Dragon-wolf hybrids. Snake-bat creatures. Alicorns, which she describes as a mix between a unicorn and a Pegasus.
Her art isn’t about staying inside lines, it’s about creating entirely new ones.
“I like that I can actually send my imagination flying.”
That sense of freedom shows up in everything she creates. Some pieces are playful, some carry deeper meaning, and some come with full backstories sparked by everyday moments, like the accidental creation of her “Easter Wolf.”
Trinity has been drawing for about four years, starting with Pokémon sketches and gradually building her own style.
Like many artists, getting started can be the hardest part.
“Once I start, I can’t stop. But starting is hard.”
She’s currently pushing herself into new territory, adding more detail and experimenting with shading, growing her skills one piece at a time.
Her tools are simple and accessible, colored pencils, markers, and a tablet, but what she creates with them is anything but simple.
For Trinity, art is more than expression. It’s also a path forward.
She shared something that many people don’t often hear:
“The job hiring rate for autistics is sadly not super high. So by selling my art, I can at least produce myself a little bit of income.”
Her business didn’t start from a traditional path. It came from necessity, creativity, and support from her mom, who helped bring her designs onto products like shirts, mugs, and car coasters.
That support matters, but so does ownership.
Even with guidance behind the scenes, this is Trinity’s business, her ideas, her creations, her direction.
Trinity’s art is tied closely to how she sees the world and how she hopes others will see it too.
“It’s important to me because it allows… I’m hoping it’ll send the message that we may be different, but we’re not broken.”
That message sits at the heart of her work, but it’s not the only thing her art offers.
She also hopes people feel something simpler:
“Happiness.”
And that balance matters. Not every piece has to carry a heavy meaning. Some are just fun. Some are just beautiful. Some are just imagination, fully unleashed.

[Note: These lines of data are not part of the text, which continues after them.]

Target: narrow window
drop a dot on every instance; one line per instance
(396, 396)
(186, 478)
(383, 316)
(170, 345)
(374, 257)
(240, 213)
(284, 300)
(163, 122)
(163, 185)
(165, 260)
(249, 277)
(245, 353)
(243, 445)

Trinity’s mom, Robin, shared something that adds important context to her journey.
Support systems for autistic individuals, especially adults, are limited. After years of working through programs designed to help with employment, they found themselves without clear opportunities.
That’s part of what led to building Trinity’s business.
It’s also why accessibility, flexibility, and encouragement matter so much, not just from families, but from platforms, communities, and customers.
Because talent is there. Creativity is there. The opportunity often isn’t.
When asked what they hope people take away from this interview, Trinity’s answer was simple and direct:
“That us autistics mean just as much as everyone else.”
Her mom added something that expands on that idea:
“Awareness is great, but what we really need is acceptance and understanding and love.”
Trinity is an artist who loves wolves, trains a miniature horse named Napoleon, experiments with hybrids that don’t exist anywhere else, and is constantly growing her skills.
This interview shows a piece of that.
Just a piece.
And we’re excited to see everything that comes next.